On a clear day most of us see the beauty of Mount Rainier. But the family of Ranger Nick Hall now sees its darker more menacing side.
“It’s beautifully painful,” said Aaron Hall, Nick Hall’s brother. “We know they’re going to get him.”
Rangers thought they'd get Hall off this mountain Wednesday, finally a break in the weather. But extreme avalanche danger is the concern now-- a frustration for Ranger Hall’s friends and his family who came out here from Maine.
“This is a bad circumstance that led to a tragedy and the tragedy’s gotta stop. It’s not going to change the outcome any longer and safety is paramount,” said Aaron Hall.
Aaron, flanked by his wife and his father, talked about the day Nick first met the mountain. It was love at first sight.
“Nick went skiing that day and never stopped,” recalled Aaron.
Nick was living his version of the American dream until last Thursday at the 11,000-foot level of Mount Rainier at Emmons Glacier. He was helping rescue four climbers in trouble when he fell 2,500 feet.
“I’ll wrestle for the rest of my life why that was Nick’s moment,” said Aaron.

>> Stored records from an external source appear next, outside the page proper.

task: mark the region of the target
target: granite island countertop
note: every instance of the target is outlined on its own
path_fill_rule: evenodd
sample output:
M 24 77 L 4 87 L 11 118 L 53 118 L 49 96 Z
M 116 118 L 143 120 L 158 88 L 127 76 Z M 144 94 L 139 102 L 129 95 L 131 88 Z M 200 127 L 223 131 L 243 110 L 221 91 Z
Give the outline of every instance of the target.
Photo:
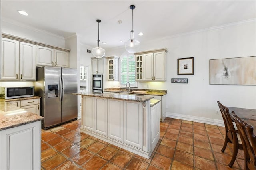
M 145 102 L 152 99 L 152 97 L 150 97 L 136 96 L 136 95 L 129 95 L 128 94 L 127 94 L 127 95 L 106 94 L 93 92 L 74 93 L 72 94 L 75 95 L 79 95 L 81 96 L 91 96 L 92 97 L 103 98 L 133 101 L 137 102 Z
M 42 120 L 44 117 L 0 101 L 0 131 Z
M 120 92 L 122 91 L 122 92 Z M 131 88 L 131 91 L 128 91 L 127 88 L 108 88 L 104 89 L 103 91 L 108 92 L 127 93 L 133 94 L 143 94 L 147 95 L 154 95 L 156 96 L 163 96 L 167 94 L 167 91 L 164 90 L 152 90 L 149 89 L 138 89 Z M 136 91 L 144 92 L 144 93 L 137 93 Z

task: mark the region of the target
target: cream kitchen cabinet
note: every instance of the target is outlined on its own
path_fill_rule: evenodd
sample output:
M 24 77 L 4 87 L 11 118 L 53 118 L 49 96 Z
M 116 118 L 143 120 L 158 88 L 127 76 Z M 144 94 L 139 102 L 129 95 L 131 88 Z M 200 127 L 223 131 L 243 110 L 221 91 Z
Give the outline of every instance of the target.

Yet Nick’s family harbors no blame. Instead they find comfort knowing Nick died doing what he loved.
“Someone with millions of dollars in their pocket didn’t live as much as Nick did. His empty pockets had a lot of wealth in there,” said Aaron. “He has a little different version of the ‘American Dream’ and he’s not all about making money, building portfolios and buying a home like many of us are. Those are important things, but that wasn’t Nick. He was about cutting straight to the spirit of what he wanted in life.”

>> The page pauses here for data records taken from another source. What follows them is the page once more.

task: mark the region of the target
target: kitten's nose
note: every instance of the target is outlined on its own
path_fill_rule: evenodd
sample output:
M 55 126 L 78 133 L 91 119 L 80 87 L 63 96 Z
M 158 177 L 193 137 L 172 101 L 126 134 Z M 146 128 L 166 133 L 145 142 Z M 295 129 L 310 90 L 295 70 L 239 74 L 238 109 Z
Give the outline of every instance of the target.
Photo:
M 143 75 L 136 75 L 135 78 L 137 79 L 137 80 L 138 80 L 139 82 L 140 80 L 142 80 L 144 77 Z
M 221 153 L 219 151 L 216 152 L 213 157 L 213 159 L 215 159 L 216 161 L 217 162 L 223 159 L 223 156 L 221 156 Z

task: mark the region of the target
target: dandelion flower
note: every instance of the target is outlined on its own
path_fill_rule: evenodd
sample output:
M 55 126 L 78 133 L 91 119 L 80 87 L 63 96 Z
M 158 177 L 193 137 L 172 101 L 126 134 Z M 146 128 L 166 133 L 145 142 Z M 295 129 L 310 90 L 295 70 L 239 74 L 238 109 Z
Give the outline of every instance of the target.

Nick’s father, Carter Hall, read through his tears from a statement he prepared to honor his son.
“I have had to contemplate recently little Nick. How could you get so big? We have been proud of you, yes, and you are our hero,” said Carter.
Recovery teams hope conditions improve Thursday, when they will try again to reach Ranger Hall's remains.
'We want to recover Nick as soon as it is safe to do so," said Mount Rainier National Park Superintendent Randy King. "Conditions must be stable before it is safe to put recovery teams on the mountain."
A private memorial service is scheduled for Friday, June 29 at 10 am at the Paradise Visitor’s Center.
A memorial fund has been set up for Nick Hall's family through the National Park Foundation.